Absorption dynamic curves were performed to evaluate the optimum binding time within 2 h (Fig. 3). The binding

isotherms were evaluated for concentration of quercetin range from 0 to 1.25 mg/mL. As shown in Fig. 4, the

imprinting factor increased with the increase in quercetin concentration. The capacity of MIPs was 6.45 mg/g that was

much higher than previous report which is 0.92 mg/g [6].
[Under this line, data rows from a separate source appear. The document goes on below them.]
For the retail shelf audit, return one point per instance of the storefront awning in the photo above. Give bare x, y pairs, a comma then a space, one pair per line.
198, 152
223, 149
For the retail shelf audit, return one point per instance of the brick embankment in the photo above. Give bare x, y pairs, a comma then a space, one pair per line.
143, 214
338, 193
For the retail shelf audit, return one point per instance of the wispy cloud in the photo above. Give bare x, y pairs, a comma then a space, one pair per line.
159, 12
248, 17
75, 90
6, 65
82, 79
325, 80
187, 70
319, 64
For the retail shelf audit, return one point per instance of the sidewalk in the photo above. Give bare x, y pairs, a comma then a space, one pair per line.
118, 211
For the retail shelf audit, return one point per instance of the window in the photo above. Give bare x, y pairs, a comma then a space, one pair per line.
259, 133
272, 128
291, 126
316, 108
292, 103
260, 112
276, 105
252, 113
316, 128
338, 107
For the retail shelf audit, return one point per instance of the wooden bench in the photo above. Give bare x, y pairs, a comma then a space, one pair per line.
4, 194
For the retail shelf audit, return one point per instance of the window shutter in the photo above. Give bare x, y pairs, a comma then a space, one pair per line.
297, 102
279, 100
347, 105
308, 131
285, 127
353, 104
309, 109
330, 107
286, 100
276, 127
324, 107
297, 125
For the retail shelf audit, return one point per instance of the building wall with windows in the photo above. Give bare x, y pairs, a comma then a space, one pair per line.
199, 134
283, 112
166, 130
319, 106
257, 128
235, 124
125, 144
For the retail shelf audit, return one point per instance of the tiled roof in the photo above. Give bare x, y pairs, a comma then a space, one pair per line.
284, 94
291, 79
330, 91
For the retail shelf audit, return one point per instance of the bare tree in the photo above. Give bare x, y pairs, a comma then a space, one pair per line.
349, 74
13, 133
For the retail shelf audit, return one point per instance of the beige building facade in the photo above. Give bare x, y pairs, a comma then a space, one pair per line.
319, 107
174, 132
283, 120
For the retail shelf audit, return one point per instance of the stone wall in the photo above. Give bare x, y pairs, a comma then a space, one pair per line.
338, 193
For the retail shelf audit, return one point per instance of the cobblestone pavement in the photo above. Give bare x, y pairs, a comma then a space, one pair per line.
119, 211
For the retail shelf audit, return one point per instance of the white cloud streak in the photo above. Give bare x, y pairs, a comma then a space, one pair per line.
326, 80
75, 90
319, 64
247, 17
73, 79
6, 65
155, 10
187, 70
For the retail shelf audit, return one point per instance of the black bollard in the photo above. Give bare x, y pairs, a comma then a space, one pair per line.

To determinate the selectivity of the MIPs, the selective adsorption test of quercetin and gemistein, which is also a

flavonoid and have a similar structure by MIPs was performed using rebinding experiments. The results in Table 1

showed that the selectivity coefficient of MIPs are much higher that of NIPs. The relative selectivity coefficient value

was 2.4, which indicated that the synthesis MIPs have high selectivity for quercetin.

3. Conclusions

A simple procedure was proposed to synthesize the quercetin imprinted core–shell organosilicate microspheres

using surface imprinting technology in this study. The material prepared here was demonstrated as being highly

selective towards quercetin. Sol–gel procedure is a convenient and rapid route for the synthesis of MIPs.

Acknowledgment

We are grateful to the National Science Foundation of China (Nos. 21175143 and 20905073) for the financial

support of this work.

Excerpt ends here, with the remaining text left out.